Personal information of up to 3,200 GPs was available online in a ‘potential data breach’ being investigated by a locum bank.
A backend version of Lantum’s old website, Network Locum, had been accessible online, with affected users informed today.
The data from 2014 to 2016 comprised information required by Lantum when GP locums sign up, which could include passport details, medical documents, and home addresses.
Pulse understands there could also have been some bank details exposed via invoices.
After being alerted to the ‘potential vulnerability’, the company made the data from the old website inaccessible.
A spokesperson for Lantum said: ‘While this data may have been accessible to unauthorised individuals, there is currently no indication that data has in fact been accessed and no reason to suspect that this is the case.
‘We are, however, treating this matter as a potential data breach and will continue to liaise with any individuals who may be affected should more information be revealed by our investigations.’
Lantum, previously named Network Locum, is an online workforce management platform which connects GP practices with locums without having to go through agencies.
Lantum confirmed the data is from documents uploaded between 2014 and September 2016, at which point the company migrated to a different website as part of an upgrade.
GP locums affected by this have been advised by Lantum ‘to take precautions to protect their identity’.
A spokesperson said: ‘We would stress that since 2016, we have been operating on a completely different and highly secure platform, which conforms to the latest UK government approved and international security standards and undergoes regular testing.

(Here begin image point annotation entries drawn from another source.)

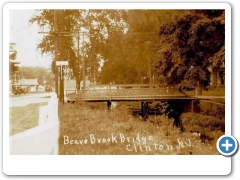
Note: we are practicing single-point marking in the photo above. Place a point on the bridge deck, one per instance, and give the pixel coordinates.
(128, 93)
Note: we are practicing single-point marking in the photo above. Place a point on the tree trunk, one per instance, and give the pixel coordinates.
(199, 87)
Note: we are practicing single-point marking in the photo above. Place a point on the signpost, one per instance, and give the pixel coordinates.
(61, 64)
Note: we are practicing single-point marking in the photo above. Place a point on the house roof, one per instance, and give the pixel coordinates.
(29, 82)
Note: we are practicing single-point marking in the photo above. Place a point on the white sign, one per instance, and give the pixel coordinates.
(12, 47)
(62, 63)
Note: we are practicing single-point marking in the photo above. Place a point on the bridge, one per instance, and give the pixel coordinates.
(128, 92)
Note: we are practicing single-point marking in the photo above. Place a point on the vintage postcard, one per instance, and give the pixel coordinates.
(119, 82)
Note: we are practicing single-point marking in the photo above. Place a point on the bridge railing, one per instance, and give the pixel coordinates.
(108, 92)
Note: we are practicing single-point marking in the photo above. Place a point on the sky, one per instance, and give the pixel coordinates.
(26, 37)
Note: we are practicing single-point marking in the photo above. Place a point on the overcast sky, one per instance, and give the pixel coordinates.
(26, 37)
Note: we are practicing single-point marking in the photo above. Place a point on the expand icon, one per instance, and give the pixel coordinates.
(227, 145)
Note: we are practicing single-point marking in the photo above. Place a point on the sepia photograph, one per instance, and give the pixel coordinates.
(116, 81)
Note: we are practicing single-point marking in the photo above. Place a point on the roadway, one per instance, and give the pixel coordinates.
(23, 100)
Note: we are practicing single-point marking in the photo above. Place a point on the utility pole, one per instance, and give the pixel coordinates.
(55, 51)
(78, 59)
(83, 68)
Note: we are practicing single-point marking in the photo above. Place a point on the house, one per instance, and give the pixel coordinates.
(31, 84)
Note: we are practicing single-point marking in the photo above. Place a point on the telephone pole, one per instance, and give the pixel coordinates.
(83, 68)
(55, 51)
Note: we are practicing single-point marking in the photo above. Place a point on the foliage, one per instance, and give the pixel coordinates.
(190, 45)
(95, 25)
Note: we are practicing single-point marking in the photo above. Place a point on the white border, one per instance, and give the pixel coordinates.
(115, 165)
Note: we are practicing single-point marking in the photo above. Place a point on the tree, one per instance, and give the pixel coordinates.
(189, 45)
(94, 23)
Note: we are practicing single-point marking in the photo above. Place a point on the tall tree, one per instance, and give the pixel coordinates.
(93, 24)
(189, 45)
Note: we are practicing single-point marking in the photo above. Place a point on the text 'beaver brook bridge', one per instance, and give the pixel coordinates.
(118, 92)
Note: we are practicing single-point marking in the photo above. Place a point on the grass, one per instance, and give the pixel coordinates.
(23, 118)
(91, 129)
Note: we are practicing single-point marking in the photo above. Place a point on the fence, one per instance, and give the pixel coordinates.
(40, 140)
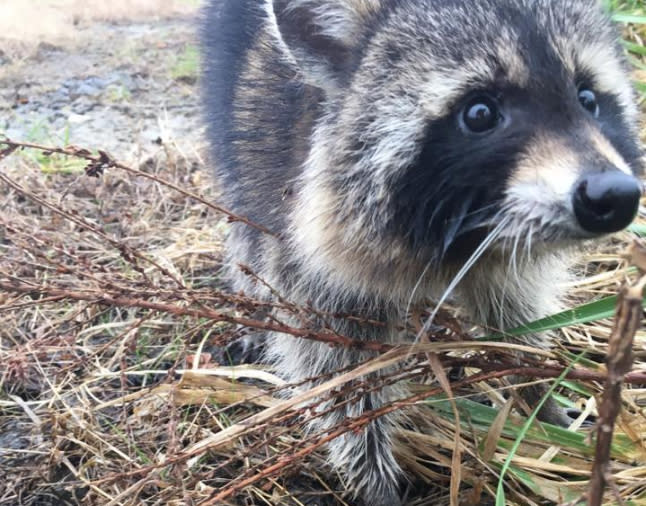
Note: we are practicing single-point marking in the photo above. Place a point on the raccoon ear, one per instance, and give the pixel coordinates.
(321, 34)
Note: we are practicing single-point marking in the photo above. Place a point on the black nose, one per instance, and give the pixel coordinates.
(606, 202)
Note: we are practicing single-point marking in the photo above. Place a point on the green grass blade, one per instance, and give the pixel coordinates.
(500, 492)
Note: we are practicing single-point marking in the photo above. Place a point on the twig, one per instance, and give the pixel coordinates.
(104, 160)
(619, 363)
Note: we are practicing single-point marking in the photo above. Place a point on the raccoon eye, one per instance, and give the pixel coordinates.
(481, 114)
(589, 102)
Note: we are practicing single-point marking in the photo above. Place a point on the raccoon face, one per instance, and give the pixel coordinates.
(446, 120)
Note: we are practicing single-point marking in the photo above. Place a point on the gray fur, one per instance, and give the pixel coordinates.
(319, 113)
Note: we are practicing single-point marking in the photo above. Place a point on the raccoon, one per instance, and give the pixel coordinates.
(406, 150)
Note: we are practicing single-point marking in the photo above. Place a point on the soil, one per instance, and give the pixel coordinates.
(114, 83)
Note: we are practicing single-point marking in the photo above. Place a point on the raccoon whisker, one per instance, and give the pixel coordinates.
(475, 256)
(514, 258)
(416, 287)
(528, 242)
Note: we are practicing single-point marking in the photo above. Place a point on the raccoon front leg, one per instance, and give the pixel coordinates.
(364, 457)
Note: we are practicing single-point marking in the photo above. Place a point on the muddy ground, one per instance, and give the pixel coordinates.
(117, 79)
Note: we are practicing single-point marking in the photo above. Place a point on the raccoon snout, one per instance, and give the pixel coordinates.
(606, 202)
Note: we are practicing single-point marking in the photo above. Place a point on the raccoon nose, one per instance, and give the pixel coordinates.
(606, 202)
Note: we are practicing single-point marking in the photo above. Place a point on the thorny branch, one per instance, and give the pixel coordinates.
(619, 362)
(98, 163)
(183, 302)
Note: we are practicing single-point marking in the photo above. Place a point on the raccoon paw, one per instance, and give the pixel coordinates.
(245, 350)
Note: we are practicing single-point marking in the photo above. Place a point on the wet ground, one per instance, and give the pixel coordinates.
(117, 86)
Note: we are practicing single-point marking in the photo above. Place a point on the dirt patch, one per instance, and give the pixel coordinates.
(59, 20)
(102, 84)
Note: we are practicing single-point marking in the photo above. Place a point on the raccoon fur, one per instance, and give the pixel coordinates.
(403, 150)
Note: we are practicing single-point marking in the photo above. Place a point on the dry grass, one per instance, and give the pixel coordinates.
(114, 388)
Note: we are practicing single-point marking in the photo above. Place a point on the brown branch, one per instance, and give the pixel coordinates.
(619, 363)
(102, 161)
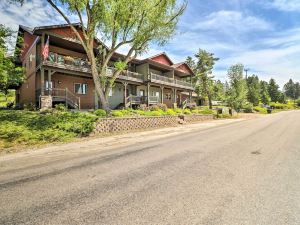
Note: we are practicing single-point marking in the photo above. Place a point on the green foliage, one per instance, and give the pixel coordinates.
(31, 128)
(187, 111)
(170, 112)
(253, 94)
(298, 102)
(10, 74)
(202, 68)
(264, 94)
(117, 113)
(260, 110)
(273, 89)
(248, 108)
(61, 107)
(237, 92)
(100, 113)
(281, 106)
(132, 23)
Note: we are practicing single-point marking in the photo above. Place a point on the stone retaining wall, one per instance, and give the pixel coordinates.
(113, 125)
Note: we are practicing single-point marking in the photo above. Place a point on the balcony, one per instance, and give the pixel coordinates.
(155, 78)
(67, 63)
(126, 75)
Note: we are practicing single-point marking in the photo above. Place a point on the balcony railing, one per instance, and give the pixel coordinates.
(170, 81)
(126, 75)
(67, 62)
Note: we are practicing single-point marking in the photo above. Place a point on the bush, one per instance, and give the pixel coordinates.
(154, 113)
(117, 113)
(178, 110)
(170, 112)
(298, 102)
(187, 111)
(248, 108)
(206, 111)
(61, 107)
(100, 113)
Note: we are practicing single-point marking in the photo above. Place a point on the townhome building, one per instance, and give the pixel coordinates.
(65, 76)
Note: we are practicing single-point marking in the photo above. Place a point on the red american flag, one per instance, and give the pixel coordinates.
(46, 49)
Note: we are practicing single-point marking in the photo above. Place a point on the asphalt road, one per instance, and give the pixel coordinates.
(245, 173)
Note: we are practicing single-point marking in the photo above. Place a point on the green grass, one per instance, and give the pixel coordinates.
(23, 128)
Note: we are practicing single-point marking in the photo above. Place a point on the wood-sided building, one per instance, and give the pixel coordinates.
(65, 76)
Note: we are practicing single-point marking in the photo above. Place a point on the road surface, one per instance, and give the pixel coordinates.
(245, 173)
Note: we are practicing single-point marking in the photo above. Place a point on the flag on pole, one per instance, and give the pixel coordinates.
(46, 49)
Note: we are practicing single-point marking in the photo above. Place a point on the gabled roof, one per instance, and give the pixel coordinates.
(162, 58)
(25, 28)
(56, 26)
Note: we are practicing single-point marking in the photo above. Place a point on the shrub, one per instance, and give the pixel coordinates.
(170, 112)
(298, 102)
(260, 110)
(248, 108)
(100, 113)
(187, 111)
(117, 113)
(9, 105)
(206, 111)
(178, 110)
(61, 107)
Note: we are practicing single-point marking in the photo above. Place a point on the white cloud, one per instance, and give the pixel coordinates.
(284, 5)
(232, 20)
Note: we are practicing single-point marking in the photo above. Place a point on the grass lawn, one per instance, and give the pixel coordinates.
(4, 101)
(24, 128)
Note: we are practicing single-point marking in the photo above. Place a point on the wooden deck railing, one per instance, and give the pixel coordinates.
(61, 95)
(170, 81)
(126, 75)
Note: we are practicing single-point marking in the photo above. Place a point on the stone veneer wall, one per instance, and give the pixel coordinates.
(112, 125)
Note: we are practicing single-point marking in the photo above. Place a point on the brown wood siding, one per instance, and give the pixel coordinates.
(64, 81)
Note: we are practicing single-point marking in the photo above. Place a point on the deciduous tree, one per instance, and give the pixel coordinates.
(132, 23)
(237, 94)
(202, 67)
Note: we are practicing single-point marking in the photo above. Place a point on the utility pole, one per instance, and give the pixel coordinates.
(246, 70)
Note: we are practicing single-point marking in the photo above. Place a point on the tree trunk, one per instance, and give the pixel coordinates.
(98, 88)
(209, 101)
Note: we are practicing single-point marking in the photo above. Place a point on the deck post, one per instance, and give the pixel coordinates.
(125, 94)
(42, 81)
(49, 83)
(162, 94)
(66, 97)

‘So there are no grounds for any concern regarding security of information that has been provided to Lantum since 2016.
‘We have informed the regulator and have brought in specialist privacy and cyber consultants to investigate further and advise on any additional steps we may need to take.’
If the investigation finds that a breach did occur, meaning the data was accessed by unauthorised parties, Lantum will advise its GP locum users further.
Between 2017 and 2020, Lantum’s chief executive Melissa Morris was backed by the NHS Innovation Accelerator (NIA), which supports ‘exceptional individuals to scale promising innovations across England’s NHS’.
On the NIA website, Lantum is described as a ‘platform that uses Artificial Intelligence and Machine Learning to automate the manual processes involved in organising staff to fill clinical rotas’.
Earlier this week, NHS England reported a data breach involving GP information following a cyber-attack concerning Capita, which affected 90 organisations.
Now if these guys could kindly speak to the guys that broke into Crapita we might have a working pensions system.
The fact that the new system “conforms to the latest UK government approved and international security standards” would certainly be strong grounds for concern in my book.
perhaps the commercial licences of the server provider need considering?